Cheat sheet for Data Science Pipeline

  • Exploratory Data Analysis
  • Building new Features
  • Dimensionality reduction
  • Removing Outliers
  • Selecting Validation Metrics & Testing and Validation
  • Cross Validation & Hyperparameter tuning
  • Feature Selection.

Exploratory Data Analysis:

This is the very first step in the data science process. It is done to understand the dataset better, check its features and shape, validate an initial hypothesis, and get a preliminary idea about the next step.

E.g.:

df = pd.read_csv(“<file-location>”)

df.describe()

# describe provides count and 5-point summary about the dataset

df.boxplot(return_type=’axes’)

# boxplot plots the data to visualize as boxplot.

df.quantile([0.1,0.9]

# to get the 10 th and 90 th quantile

df.<categorical variable name>.unique()

# to get the unique list in a categorical variable

pd.crosstab(df[‘<varaible name>’],df[‘<variable name>’])

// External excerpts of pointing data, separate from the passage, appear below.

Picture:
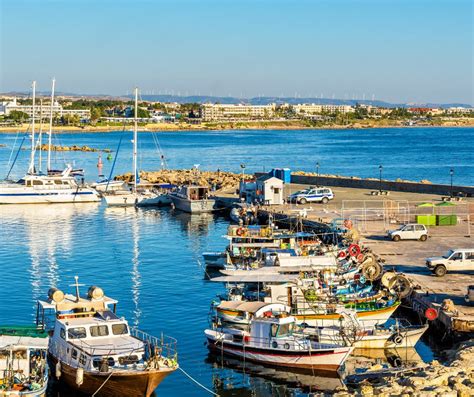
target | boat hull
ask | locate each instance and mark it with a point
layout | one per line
(383, 340)
(119, 384)
(193, 206)
(47, 196)
(371, 318)
(323, 360)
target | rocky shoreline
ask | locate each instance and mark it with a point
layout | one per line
(455, 379)
(220, 180)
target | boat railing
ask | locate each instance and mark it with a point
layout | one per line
(166, 345)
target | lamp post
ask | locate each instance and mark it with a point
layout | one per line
(243, 170)
(451, 173)
(317, 173)
(380, 179)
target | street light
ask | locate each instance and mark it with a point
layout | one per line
(243, 170)
(317, 173)
(380, 179)
(451, 172)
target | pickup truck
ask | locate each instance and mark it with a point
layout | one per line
(453, 260)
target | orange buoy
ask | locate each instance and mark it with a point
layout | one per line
(431, 314)
(354, 250)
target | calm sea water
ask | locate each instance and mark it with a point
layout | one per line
(148, 258)
(407, 153)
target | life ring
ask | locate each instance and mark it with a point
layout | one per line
(354, 250)
(431, 314)
(310, 295)
(397, 338)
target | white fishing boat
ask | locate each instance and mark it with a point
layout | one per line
(97, 352)
(136, 196)
(23, 361)
(193, 199)
(271, 340)
(362, 336)
(45, 188)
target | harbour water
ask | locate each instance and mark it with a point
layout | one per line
(408, 153)
(148, 258)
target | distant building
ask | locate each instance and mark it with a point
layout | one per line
(7, 107)
(312, 108)
(459, 109)
(223, 111)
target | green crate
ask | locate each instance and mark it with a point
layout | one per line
(427, 220)
(446, 220)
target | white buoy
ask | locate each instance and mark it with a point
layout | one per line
(58, 370)
(80, 376)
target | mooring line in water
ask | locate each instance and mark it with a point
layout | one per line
(195, 381)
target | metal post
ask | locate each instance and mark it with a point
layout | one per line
(451, 173)
(380, 179)
(317, 173)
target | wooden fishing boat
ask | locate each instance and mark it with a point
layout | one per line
(23, 365)
(95, 351)
(271, 340)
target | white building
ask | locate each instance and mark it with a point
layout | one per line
(6, 107)
(312, 108)
(269, 190)
(221, 111)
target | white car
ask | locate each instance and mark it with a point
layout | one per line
(410, 231)
(458, 259)
(313, 194)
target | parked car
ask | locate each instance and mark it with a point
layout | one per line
(410, 231)
(313, 194)
(457, 259)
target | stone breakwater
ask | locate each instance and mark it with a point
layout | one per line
(220, 180)
(456, 379)
(73, 148)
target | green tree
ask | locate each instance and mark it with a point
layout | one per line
(17, 116)
(95, 114)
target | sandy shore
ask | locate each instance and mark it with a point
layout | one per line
(258, 125)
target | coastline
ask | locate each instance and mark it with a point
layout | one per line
(238, 126)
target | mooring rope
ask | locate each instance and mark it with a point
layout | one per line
(199, 384)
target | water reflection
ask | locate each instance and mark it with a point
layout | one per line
(48, 232)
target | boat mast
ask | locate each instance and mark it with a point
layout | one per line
(40, 138)
(31, 168)
(135, 138)
(50, 125)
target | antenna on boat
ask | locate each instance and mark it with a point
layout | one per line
(77, 285)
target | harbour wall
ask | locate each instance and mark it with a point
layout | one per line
(375, 184)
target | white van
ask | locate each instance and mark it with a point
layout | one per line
(453, 260)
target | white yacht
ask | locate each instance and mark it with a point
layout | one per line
(96, 352)
(44, 188)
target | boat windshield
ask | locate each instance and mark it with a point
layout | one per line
(448, 254)
(119, 329)
(76, 333)
(282, 330)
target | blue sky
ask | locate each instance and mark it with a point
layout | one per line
(405, 50)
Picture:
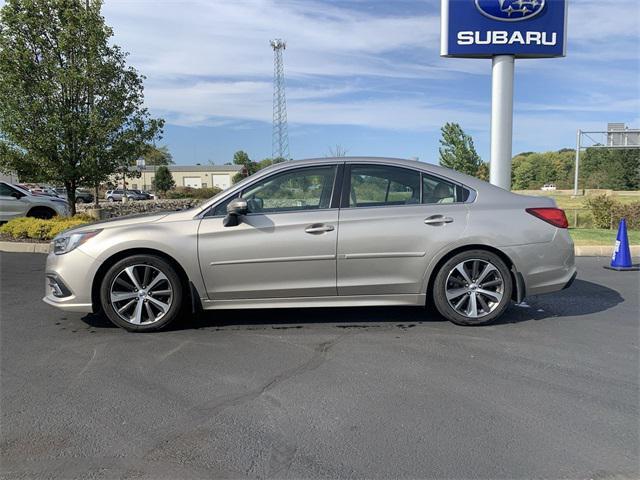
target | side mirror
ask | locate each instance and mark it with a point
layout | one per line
(235, 209)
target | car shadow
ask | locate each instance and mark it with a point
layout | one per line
(582, 298)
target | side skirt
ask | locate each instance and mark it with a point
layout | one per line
(314, 302)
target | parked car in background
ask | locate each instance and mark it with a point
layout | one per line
(82, 196)
(116, 195)
(19, 202)
(321, 233)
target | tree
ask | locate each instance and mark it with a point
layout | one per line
(157, 156)
(457, 150)
(71, 110)
(163, 180)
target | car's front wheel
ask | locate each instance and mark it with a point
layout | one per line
(141, 293)
(473, 288)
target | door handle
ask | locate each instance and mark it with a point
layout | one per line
(318, 228)
(437, 220)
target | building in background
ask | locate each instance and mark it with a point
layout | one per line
(194, 176)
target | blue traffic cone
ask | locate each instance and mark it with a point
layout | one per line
(621, 258)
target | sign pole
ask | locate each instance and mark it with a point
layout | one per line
(502, 70)
(578, 147)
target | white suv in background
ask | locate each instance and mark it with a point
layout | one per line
(17, 202)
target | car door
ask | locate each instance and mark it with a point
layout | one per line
(284, 247)
(393, 220)
(11, 203)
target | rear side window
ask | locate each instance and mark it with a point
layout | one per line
(437, 190)
(6, 190)
(382, 185)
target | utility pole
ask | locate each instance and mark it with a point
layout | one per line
(280, 138)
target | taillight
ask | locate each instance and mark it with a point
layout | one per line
(554, 216)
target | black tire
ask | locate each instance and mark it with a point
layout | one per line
(42, 212)
(140, 262)
(448, 277)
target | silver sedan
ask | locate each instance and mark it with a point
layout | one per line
(321, 233)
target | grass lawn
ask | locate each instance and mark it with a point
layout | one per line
(595, 236)
(566, 201)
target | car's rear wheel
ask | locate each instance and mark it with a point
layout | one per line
(473, 288)
(141, 293)
(42, 212)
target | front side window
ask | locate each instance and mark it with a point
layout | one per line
(382, 185)
(301, 189)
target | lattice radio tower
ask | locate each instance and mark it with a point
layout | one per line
(280, 140)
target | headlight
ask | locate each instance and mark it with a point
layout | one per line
(70, 241)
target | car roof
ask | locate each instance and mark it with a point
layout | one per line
(437, 170)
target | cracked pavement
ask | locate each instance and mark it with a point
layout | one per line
(550, 392)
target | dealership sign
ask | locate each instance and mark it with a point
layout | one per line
(485, 28)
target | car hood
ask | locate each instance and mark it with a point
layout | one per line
(122, 221)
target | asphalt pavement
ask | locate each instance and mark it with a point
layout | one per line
(550, 392)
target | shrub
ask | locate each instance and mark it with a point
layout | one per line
(188, 192)
(38, 229)
(607, 212)
(601, 207)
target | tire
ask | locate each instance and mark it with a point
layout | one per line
(42, 212)
(456, 289)
(141, 310)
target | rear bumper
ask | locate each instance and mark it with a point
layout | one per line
(545, 267)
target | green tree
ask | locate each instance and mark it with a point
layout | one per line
(157, 156)
(71, 110)
(163, 180)
(457, 150)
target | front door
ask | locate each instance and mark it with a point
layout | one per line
(284, 247)
(396, 220)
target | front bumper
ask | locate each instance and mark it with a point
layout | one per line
(68, 281)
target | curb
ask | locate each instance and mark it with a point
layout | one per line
(580, 251)
(601, 251)
(24, 247)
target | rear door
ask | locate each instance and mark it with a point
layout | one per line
(284, 247)
(392, 222)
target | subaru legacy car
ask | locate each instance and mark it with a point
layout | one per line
(321, 233)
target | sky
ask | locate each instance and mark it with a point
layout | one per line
(365, 75)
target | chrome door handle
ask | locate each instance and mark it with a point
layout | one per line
(437, 220)
(318, 228)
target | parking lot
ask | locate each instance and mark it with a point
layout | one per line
(551, 392)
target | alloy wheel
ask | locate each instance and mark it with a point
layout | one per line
(474, 288)
(141, 294)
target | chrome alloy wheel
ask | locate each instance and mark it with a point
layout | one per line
(141, 294)
(474, 288)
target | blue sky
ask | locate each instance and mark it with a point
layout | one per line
(363, 74)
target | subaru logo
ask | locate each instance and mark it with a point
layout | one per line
(510, 10)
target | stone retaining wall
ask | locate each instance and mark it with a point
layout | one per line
(120, 209)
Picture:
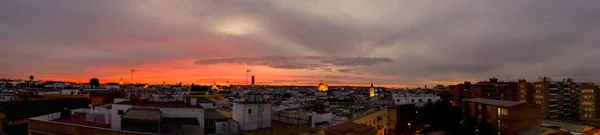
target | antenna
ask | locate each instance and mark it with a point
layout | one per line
(133, 70)
(543, 75)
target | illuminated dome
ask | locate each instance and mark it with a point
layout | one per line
(322, 86)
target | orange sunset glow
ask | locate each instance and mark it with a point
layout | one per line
(288, 42)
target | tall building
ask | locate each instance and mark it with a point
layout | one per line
(372, 90)
(322, 86)
(525, 91)
(557, 98)
(490, 89)
(590, 95)
(252, 81)
(508, 117)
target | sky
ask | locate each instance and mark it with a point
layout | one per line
(396, 43)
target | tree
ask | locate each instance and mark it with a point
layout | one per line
(94, 82)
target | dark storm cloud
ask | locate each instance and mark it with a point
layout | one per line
(301, 62)
(429, 41)
(305, 81)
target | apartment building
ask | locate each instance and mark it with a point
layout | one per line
(525, 91)
(557, 98)
(508, 117)
(590, 95)
(489, 89)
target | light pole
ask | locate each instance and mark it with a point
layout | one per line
(133, 70)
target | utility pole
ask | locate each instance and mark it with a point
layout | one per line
(133, 70)
(247, 72)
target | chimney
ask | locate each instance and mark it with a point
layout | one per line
(252, 81)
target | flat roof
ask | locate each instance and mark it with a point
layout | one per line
(143, 114)
(79, 119)
(159, 104)
(494, 102)
(350, 127)
(212, 113)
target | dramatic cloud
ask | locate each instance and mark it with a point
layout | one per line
(302, 62)
(392, 42)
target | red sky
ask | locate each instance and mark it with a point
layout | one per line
(343, 42)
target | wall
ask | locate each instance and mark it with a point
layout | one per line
(371, 119)
(290, 130)
(522, 117)
(254, 119)
(115, 118)
(39, 127)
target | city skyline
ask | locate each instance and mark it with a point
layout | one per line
(388, 42)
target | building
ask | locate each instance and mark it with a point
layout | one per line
(372, 90)
(508, 117)
(490, 89)
(525, 92)
(135, 118)
(322, 86)
(252, 113)
(590, 97)
(350, 128)
(377, 118)
(418, 99)
(252, 81)
(557, 98)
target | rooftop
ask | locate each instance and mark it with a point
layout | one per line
(212, 113)
(148, 114)
(160, 104)
(80, 119)
(494, 102)
(350, 127)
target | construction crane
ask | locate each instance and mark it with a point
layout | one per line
(133, 70)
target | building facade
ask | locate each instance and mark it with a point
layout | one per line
(557, 98)
(508, 117)
(253, 113)
(525, 92)
(590, 95)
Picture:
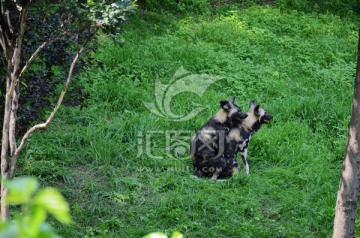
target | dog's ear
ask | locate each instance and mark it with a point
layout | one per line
(256, 110)
(232, 100)
(251, 104)
(225, 105)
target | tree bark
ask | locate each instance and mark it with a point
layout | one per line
(347, 197)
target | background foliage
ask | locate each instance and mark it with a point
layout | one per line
(299, 65)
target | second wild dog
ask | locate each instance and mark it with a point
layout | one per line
(209, 144)
(241, 134)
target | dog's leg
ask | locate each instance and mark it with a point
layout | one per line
(244, 158)
(216, 174)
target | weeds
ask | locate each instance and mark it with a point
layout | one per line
(300, 67)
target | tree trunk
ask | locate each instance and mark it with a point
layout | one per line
(346, 203)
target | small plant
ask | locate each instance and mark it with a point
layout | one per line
(35, 206)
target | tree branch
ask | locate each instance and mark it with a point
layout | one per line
(36, 52)
(57, 106)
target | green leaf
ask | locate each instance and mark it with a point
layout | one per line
(30, 224)
(46, 232)
(52, 200)
(20, 190)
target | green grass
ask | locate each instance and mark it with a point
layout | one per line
(300, 67)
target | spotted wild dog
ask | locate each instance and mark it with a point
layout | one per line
(242, 133)
(209, 144)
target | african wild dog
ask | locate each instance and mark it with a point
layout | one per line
(242, 133)
(209, 144)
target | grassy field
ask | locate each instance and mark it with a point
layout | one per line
(299, 67)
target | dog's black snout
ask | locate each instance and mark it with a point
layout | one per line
(243, 115)
(268, 116)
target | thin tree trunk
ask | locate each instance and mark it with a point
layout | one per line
(347, 197)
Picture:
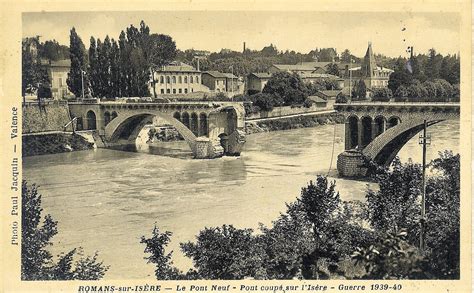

# crosstab creates co-occurrence matrix/ similarity matrix

Building new features:

In cases where features and target variables are not really related, we need to modify the input dataset. We can apply either linear or nonlinear transformations to improve the accuracy of the system.

a). Normalize the input feature using Z-scores.

from sklearn.preprocessing import StandardScaler

scaler = StandardScaler()

df_scaled = scaler.fit_transform(df)

b). Instead of using Z-normalization which is affected by outlier since it operates on mean and standard deviation, we can use RobustScaler which uses mean and IQR(Inter-Quartile Range) to scale each feature independently.

from sklearn.preprocessing import RobustScaler

scaler2 = RobustScaler()

df_r_scaled = scaler2.fit_transform(df)

Dimensionality Reduction:

Dataset may contain large number of features, many of which may be unnecessary. Keeping only the interesting feature is a way to not only make your dataset more manageable but have algorithms work better.

a). Covariance Matrix

– Covariance matrix provides us idea about the correlation. We can remove the variables that are highly correlated with one another.(Caution: It finds only linear relation).

     import numpy as np

            df_cov = np.corrcoef(df.data.T)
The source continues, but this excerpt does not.